If you haven't been to a youth soccer game, the rules at this age
usually require the parents to be on one side of the field and the
coaches on the other side. This allows the kids to focus their
attention on one side, rather than trying to distinguish their coaches'
voices from those of their parents. At a game recently, the field was
not set up in this way and both coaches and parents were on the same
side.
The kids had complained for a long time about the parents and their
yelling and instructions--to the point where none of them wanted to play
in the position that was on the same side as the parents. But I had
never gained a full sense of it until I was on the same side as the
parents. I couldn't hear myself think....one child was running around
back and forth totally confused as he was getting instructions from me
in English and from another players' father in Spanish at the same
time.
We lost this game 3-1, our second loss in a row. We were competitive,
but had a couple of lapses of concentration that resulted in goals for
the other team...and that is how soccer is. It punishes you for those
little mistakes.
I came away from this game very frustrated, not so much because of the
loss, but more because of my realization of what the kids had
experienced every game with the parents...hearing the direction, the
yelling, the groans at mistakes. It was just too much.
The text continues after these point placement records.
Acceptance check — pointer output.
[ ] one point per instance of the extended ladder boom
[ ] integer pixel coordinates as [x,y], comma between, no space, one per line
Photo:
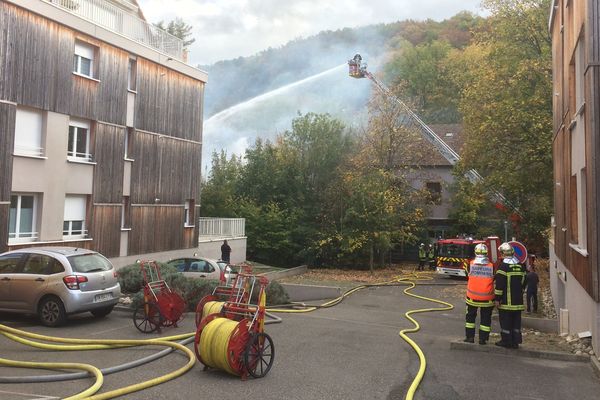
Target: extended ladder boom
[358,69]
It is important before going any further to recognize that we have a
very passionate parent base--they get their kids to practice 3-4 days a
week, to games that are sometimes in San Francisco or as far away as a
three hour drive, and give up whole weekends for tournaments. And most
of these families are not families of means--they are sacrificing time,
energy and money so their children can pursue competitive soccer. So
clearly the parents care deeply about their children and want them to
succeed. But what I realized is that we needed to give them the space
to perform.
As a result, I reached out to the parents both by email and personally
at practice and told them that there we could not continue in this way
and that our behavior (including that of the coaches, too) needed to
change. I assigned the two most vocal parents to serve as monitors and
ensure that no one gave direction from the sideline. I also pledged
that as a coach, I would say very little, but that for this experiment
to work, I needed their participation. They conceded that it would be
difficult, but that they were willing to try.
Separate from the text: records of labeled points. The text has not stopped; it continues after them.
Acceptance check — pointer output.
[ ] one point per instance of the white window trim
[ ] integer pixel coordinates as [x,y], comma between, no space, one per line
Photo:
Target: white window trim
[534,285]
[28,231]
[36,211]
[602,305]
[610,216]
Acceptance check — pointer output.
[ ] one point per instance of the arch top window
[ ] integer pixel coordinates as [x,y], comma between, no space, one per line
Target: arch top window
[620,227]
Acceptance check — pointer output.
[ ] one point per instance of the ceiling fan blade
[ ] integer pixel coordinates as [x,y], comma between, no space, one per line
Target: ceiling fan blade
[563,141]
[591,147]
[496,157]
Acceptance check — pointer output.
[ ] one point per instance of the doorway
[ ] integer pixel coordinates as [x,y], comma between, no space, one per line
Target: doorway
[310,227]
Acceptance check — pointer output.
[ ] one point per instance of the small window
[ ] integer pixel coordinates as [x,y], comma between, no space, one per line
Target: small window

The following week in practice, we also had a situation come
up...because of an unusual set of work commitments for my co-coach that
particular week, he could not attend practice. So it was basically me
and a set of about 20-25 kids....not our ideal coaching ratio. I
still went about creating a practice plan as usual, but realized that
the quality of practice was going to be dependent on the kids, and
wanted them to understand that.
I shared this with all of the kids at the beginning of practice, and
decided to also start and end each practice that week with a kind of
pledge. I would say these words, and ask them as a group to repeat
after me: "I, individually, and we collectively, are responsible and
accountable for the quality of our practice." Obviously not all of the
kids understood every word, but they were clear on the sense of what
they were saying. For these practices to succeed, I needed their
help. I would say that for the week, practice went relatively well and
the kids responded. At the end of practice, I also began to have them
evaluate the practice on a scale on 1-10, and tell me what they thought
went well and where we needed to improve. I reserved the opportunity
to add my thoughts, but I found that, not surprisingly, they covered
most everything themselves.
Following this week in practice and my talk with the parents, we had our
first game since this new system was put into place. Before the game,
we recited our pledge but with a little variation : "I, individually,
and we, collectively, are responsible and accountable for our
performance in today's game. Not the referees, not the coaches, not
the parents, and not even the other team." One key element is the
choice of the word "performance"--it is neutral of wins or losses, and
about the quality of our effort and play.
The parents held up their end of the agreement ( although it was
difficult at times for them) and the difference in the experience was
dramatic for everyone. For the first time the kids took control of the
game and were communicating with one another, telling each other where
to go and taking leadership roles on the field. What is also amazing
is that when as a coach you say very little, it makes other coaches who
are yelling and screaming almost seem like lunatics--as if you have
ultimate confidence in your team, while the opposing coach feels like he
needs to manage every movement their players make. The experience was
also great for me--I had become accustomed at the end of the game to
feeling stressed, exhausted, and frustrated. At the end of this game, I
felt relaxed and energized, and I spent most of my time on sideline
chatting with one of my assistant coaches.
Midway through the first half when one of our players was substituted
out to take a break, I said to him "This game is a lot different, isn't
it?" He responded "Yes, I like it!" One of his parents was one of my
chief offenders in past games, but was very disciplined about following
our parent expectations in this game.
Please be clear--To do this, one needs to be prepared to accept the good
with the bad--the other team scored one goal against us strictly
because of a mistake that one of our players made. Normally, I would
have corrected it well in advance and probably prevented the goal.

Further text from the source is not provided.